Birchcliff’s ability to drill and develop these locations and the drilling locations on which Birchcliff actually drills wells depends on a number of uncertainties and factors, including, but not limited to, the availability of capital, equipment and personnel, oil and natural gas prices, costs, inclement weather, seasonal restrictions, drilling results, additional geological, geophysical and reservoir information that is obtained, production rate recovery, gathering system and transportation constraints, the net price received for commodities produced, regulatory approvals and regulatory changes. As a result of these uncertainties, there can be no assurance that the potential future drilling locations that Birchcliff has identified will ever be drilled and, if drilled, that such locations will result in additional oil, NGLs or natural gas production and, in the case of unbooked locations, additional reserves. As such, Birchcliff’s actual drilling activities may differ materially from those presently identified, which could adversely affect Birchcliff’s business. While certain of the unbooked drilling locations have been de-risked by drilling existing wells in relatively close proximity to such unbooked drilling locations, some of the other unbooked drilling locations are farther away from existing wells, where management has less information about the characteristics of the reservoir and there is therefore more uncertainty whether wells will be drilled in such locations and, if drilled, there is more uncertainty that such wells will result in additional proved or probable reserves, resources or production.

Initial Production Rates

Any references in this press release to initial production rates or other short-term production rates are useful in confirming the presence of hydrocarbons; however, such rates are not determinative of the rates at which such wells will continue to produce and decline thereafter and are not indicative of the long-term performance or of the ultimate recovery of such wells.
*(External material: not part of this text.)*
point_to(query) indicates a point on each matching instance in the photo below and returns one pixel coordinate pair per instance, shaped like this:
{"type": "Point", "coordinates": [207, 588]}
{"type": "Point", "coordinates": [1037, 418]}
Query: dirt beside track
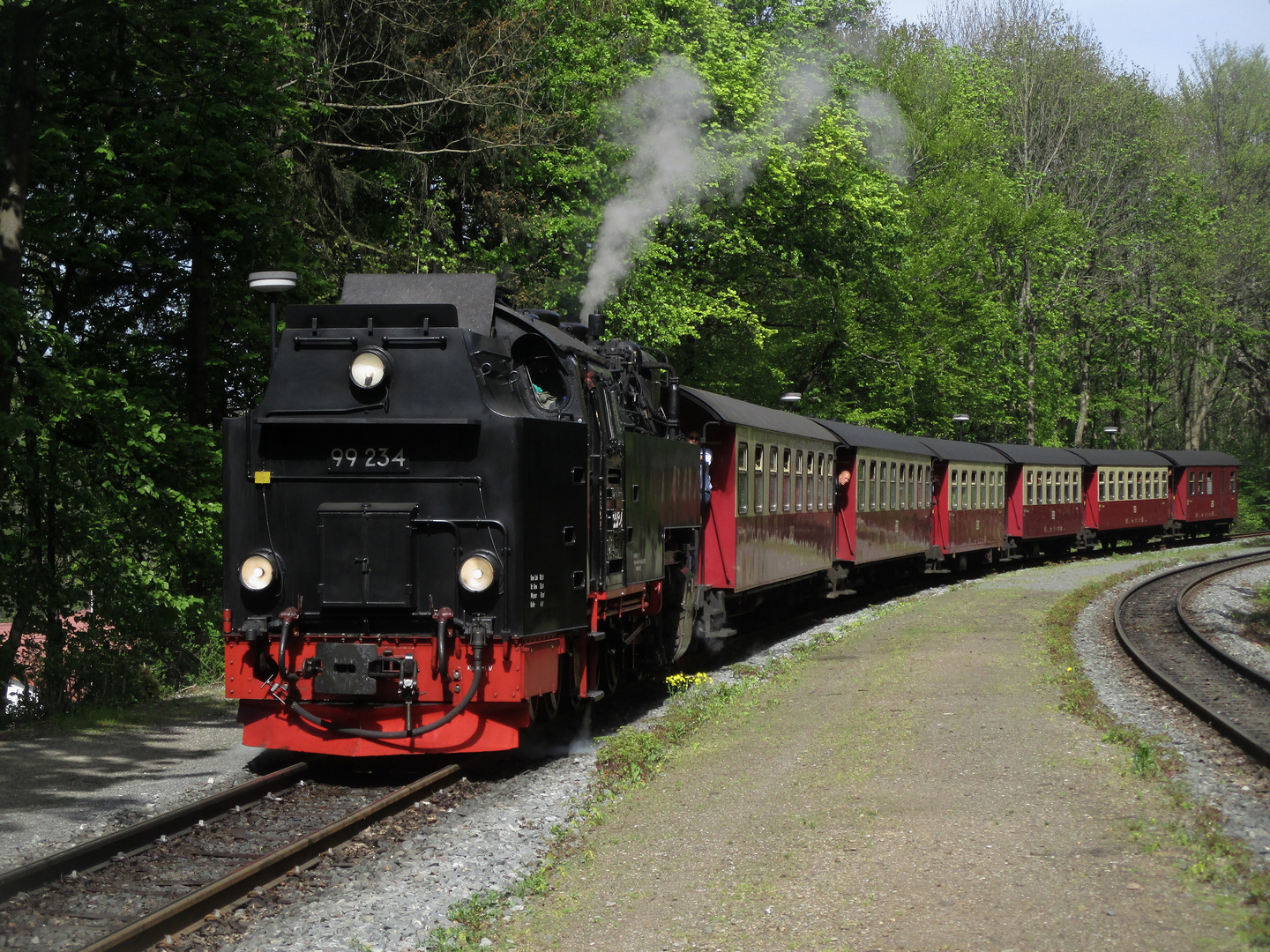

In addition, such rates may also include recovered “load oil” or “load water” fluids used in well completion stimulation. While encouraging, readers are cautioned not to place undue reliance on such rates in calculating the aggregate production for Birchcliff. Such rates are based on field estimates and may be based on limited data available at this time.

Capital Expenditures

Unless otherwise stated, references in this press release to: (i) “F&D capital” denotes capital for land, seismic, workovers, drilling and completions and well equipment and facilities; and (ii) “total capital expenditures” denotes F&D capital plus acquisitions, less any dispositions, plus administrative assets. Birchcliff previously referred to total capital expenditures as “net capital expenditures” or “capital expenditures, net”.

Payment of Dividends

The declaration of dividends in any quarter and the amount of such dividends, if any, is subject to the discretion of Birchcliff’s board of directors and may vary depending on a variety of factors and conditions existing from time to time, including fluctuations in commodity prices, the financial condition of Birchcliff, production levels, results of operations, capital expenditure and debt service requirements, contractual restrictions, hedging activities or programs, available investment opportunities, Birchcliff’s business plan, strategies and objectives, the satisfaction of the solvency and liquidity tests imposed by the Business Corporations Act (Alberta) for the declaration and payment of dividends and other factors that Birchcliff’s board of directors may deem relevant. The payment of cash dividends to common shareholders in the future is not assured or guaranteed and dividends may be reduced or suspended. Birchcliff’s dividend policy will be periodically reviewed by its board of directors and no assurance or guarantee can be given that Birchcliff will maintain the dividend policy in its current form.